In the 20 years since Garcia’s death in 1995, Grateful Dead fandom hadn’t diminished. In fact, it continued to grow and bring in fans of new generations, so much so that Deadheads became one of the biggest fandoms in the entire world of entertainment. Documentary projects and Martin Scorsese-helmed biopics dovetailed with official live releases from within the Grateful Dead business wing, which is still very much a present-tense concern. Even though Garcia’s death put an official end to the Grateful Dead, in a strange way, the Dead are still one of America’s biggest bands.

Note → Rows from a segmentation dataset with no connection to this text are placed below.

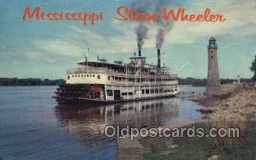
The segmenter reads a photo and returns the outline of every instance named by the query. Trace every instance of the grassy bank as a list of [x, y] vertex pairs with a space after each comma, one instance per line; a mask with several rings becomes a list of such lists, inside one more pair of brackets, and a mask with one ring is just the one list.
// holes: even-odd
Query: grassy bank
[[212, 127], [239, 127], [240, 138], [142, 138], [149, 149], [144, 159], [256, 159], [256, 122], [197, 123], [196, 128], [208, 131]]

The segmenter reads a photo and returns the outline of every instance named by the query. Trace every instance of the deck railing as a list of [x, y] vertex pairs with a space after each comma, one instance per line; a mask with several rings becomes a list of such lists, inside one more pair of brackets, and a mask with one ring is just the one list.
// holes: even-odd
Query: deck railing
[[125, 72], [119, 72], [118, 71], [111, 70], [106, 68], [95, 68], [92, 67], [87, 68], [78, 68], [73, 69], [69, 69], [67, 71], [67, 74], [87, 74], [87, 73], [95, 73], [95, 74], [105, 74], [109, 76], [121, 76], [121, 77], [127, 77], [128, 78], [154, 78], [154, 77], [159, 78], [159, 76], [163, 78], [170, 78], [171, 79], [176, 79], [177, 76], [175, 74], [172, 74], [169, 73], [163, 73], [161, 74], [156, 73], [148, 73], [148, 72], [140, 72], [141, 71], [137, 71], [136, 74], [132, 74], [129, 72], [126, 74]]

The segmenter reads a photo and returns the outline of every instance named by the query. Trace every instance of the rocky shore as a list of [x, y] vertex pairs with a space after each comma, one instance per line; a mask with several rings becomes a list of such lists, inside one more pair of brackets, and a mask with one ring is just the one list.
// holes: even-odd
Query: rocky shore
[[256, 118], [256, 89], [243, 84], [221, 85], [219, 97], [193, 96], [188, 99], [200, 103], [207, 119], [247, 119]]

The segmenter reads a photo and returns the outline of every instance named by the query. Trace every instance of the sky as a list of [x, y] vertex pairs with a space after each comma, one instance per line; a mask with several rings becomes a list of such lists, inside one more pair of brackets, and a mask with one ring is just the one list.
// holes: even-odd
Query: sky
[[[137, 51], [137, 22], [114, 18], [120, 6], [130, 7], [132, 1], [114, 0], [0, 0], [0, 77], [65, 78], [66, 71], [77, 67], [87, 52], [89, 59], [99, 55], [108, 61], [129, 58]], [[36, 7], [47, 12], [104, 12], [104, 21], [87, 26], [80, 21], [23, 21], [24, 9]], [[224, 22], [175, 21], [166, 35], [161, 48], [162, 62], [172, 72], [187, 62], [180, 71], [181, 78], [207, 77], [207, 44], [211, 37], [218, 43], [221, 78], [237, 75], [248, 78], [249, 68], [256, 55], [256, 0], [174, 1], [168, 9], [185, 8], [188, 13], [202, 14], [210, 8], [222, 14]], [[147, 39], [142, 54], [147, 62], [156, 64], [156, 29], [148, 23]]]

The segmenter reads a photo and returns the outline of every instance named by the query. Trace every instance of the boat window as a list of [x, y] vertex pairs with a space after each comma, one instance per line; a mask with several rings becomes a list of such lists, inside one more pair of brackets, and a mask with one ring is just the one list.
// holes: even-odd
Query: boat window
[[127, 92], [122, 92], [122, 96], [127, 96]]
[[112, 90], [107, 90], [107, 94], [108, 96], [113, 96], [113, 91]]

The widespread appreciation and acknowledgement of the Dead only grew once Dead & Company hit the road for the first time in 2015. With each subsequent tour, audiences continued to diversify and grow while the intraband dynamics shifted as well. Originally, Weir took on the role of lead vocalist almost exclusively. As they continued to get more comfortable, Mayer, Burbridge, and Chimenti stepped up to the mic at different points to give lead vocals a try, with Mayer becoming more fitting into the Garcia role. Although there was rampant scepticism around Mayer’s tenure when it was first announced, many fans now can’t image hearing Dead & Company without him.

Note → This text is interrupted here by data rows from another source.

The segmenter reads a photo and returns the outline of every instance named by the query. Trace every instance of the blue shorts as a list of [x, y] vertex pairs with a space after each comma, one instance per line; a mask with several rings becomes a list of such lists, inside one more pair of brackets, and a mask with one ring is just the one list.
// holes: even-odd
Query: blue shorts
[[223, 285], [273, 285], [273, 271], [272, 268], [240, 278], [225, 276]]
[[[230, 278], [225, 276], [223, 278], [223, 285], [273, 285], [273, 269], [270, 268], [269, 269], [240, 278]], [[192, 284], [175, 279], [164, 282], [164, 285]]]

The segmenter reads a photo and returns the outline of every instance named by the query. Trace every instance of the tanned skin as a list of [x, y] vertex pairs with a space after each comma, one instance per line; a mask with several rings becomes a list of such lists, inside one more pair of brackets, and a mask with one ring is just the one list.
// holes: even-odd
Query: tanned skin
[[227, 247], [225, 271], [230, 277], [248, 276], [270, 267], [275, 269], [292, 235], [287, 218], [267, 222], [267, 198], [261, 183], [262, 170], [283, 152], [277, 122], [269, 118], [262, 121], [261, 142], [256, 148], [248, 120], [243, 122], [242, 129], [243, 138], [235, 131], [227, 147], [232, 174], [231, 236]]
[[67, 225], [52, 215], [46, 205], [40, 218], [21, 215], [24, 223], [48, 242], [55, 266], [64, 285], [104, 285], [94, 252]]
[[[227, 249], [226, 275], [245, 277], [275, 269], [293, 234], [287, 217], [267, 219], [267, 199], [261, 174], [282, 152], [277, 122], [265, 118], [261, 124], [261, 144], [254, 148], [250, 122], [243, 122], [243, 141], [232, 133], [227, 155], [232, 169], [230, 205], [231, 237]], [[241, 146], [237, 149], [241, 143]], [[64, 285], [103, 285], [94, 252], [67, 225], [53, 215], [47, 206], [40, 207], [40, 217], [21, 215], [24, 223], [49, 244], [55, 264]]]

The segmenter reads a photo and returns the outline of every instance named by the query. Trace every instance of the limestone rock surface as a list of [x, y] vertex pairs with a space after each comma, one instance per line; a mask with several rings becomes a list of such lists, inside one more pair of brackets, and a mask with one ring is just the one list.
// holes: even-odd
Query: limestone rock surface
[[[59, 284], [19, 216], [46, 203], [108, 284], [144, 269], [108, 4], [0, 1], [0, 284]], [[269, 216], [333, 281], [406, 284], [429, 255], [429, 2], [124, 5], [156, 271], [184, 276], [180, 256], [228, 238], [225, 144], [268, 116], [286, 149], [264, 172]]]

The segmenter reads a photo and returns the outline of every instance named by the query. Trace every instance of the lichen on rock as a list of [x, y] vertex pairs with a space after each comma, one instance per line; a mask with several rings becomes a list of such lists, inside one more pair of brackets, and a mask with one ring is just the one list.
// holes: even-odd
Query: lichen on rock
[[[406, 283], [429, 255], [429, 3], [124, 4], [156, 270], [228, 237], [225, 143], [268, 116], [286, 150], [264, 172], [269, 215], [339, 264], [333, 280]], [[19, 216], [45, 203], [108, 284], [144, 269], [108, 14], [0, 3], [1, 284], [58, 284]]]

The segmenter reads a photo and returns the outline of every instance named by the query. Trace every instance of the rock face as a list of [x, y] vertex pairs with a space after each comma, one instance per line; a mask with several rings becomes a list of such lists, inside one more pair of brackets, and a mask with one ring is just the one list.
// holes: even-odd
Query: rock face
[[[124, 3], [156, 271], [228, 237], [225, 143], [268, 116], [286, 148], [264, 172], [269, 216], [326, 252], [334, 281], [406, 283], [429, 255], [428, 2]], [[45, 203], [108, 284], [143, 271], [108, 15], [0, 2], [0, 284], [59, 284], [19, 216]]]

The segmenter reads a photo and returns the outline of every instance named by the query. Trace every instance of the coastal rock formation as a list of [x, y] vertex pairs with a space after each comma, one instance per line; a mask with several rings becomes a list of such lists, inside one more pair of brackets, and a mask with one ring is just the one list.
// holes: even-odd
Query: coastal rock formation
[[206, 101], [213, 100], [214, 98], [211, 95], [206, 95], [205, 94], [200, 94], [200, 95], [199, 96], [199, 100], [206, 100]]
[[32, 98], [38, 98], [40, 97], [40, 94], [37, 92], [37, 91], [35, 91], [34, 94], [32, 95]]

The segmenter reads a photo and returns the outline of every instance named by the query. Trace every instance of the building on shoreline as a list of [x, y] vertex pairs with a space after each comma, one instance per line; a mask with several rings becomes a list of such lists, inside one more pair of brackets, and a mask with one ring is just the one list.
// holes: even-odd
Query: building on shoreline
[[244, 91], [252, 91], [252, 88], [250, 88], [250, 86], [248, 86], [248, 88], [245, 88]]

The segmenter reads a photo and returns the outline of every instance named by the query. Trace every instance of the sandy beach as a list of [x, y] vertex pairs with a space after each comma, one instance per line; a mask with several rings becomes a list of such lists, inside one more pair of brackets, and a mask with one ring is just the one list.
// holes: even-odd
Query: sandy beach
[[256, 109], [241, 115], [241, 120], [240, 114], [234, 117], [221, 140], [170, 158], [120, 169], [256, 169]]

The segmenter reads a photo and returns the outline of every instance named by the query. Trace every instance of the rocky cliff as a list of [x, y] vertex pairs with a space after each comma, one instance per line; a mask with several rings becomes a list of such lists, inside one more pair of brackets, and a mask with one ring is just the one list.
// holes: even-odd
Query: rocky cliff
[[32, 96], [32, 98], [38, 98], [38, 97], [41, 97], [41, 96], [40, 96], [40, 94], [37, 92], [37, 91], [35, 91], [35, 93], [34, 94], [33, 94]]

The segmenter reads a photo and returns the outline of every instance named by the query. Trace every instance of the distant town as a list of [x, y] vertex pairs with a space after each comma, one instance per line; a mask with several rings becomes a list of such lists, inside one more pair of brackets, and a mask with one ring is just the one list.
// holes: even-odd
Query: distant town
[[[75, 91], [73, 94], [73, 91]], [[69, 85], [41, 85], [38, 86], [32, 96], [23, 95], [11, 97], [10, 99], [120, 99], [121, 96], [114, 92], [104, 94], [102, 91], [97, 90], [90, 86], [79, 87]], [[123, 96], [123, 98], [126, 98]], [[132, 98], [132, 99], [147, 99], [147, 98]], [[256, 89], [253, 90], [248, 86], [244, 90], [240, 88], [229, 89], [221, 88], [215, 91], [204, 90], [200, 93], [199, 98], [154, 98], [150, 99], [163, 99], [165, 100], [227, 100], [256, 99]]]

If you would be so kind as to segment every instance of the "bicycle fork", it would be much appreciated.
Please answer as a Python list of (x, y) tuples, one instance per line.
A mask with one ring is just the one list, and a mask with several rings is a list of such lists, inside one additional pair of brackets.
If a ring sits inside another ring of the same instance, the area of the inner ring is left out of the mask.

Mayer’s desire to carry on the legacy of the Grateful Dead stuck with Weir so much that he spoke of keeping Dead & Company going after each of the original members had passed away. “We were playing…and suddenly I was viewing this from about 20 feet behind my head, and I looked over at John from that point of view, and it was 20 years later, and John was almost fully grey,” Weir recalled of a vision he had in 2016. “I looked over at Oteil, and his hair was white. I looked over to my left, and Jeff’s hair was all grey.” [Then, looking to where he, Hart and Kreutzmann would be playing,] it was new guys, younger guys holding forth, doing a great job…playing with fire and aplomb… It changed my whole view of what it is that we’re up to.”
There’s no telling who will carry the torch for the Grateful Dead after all of the original members pass on, but John Mayer was undoubtedly instrumental in keeping the legacy of the band alive across the last decade.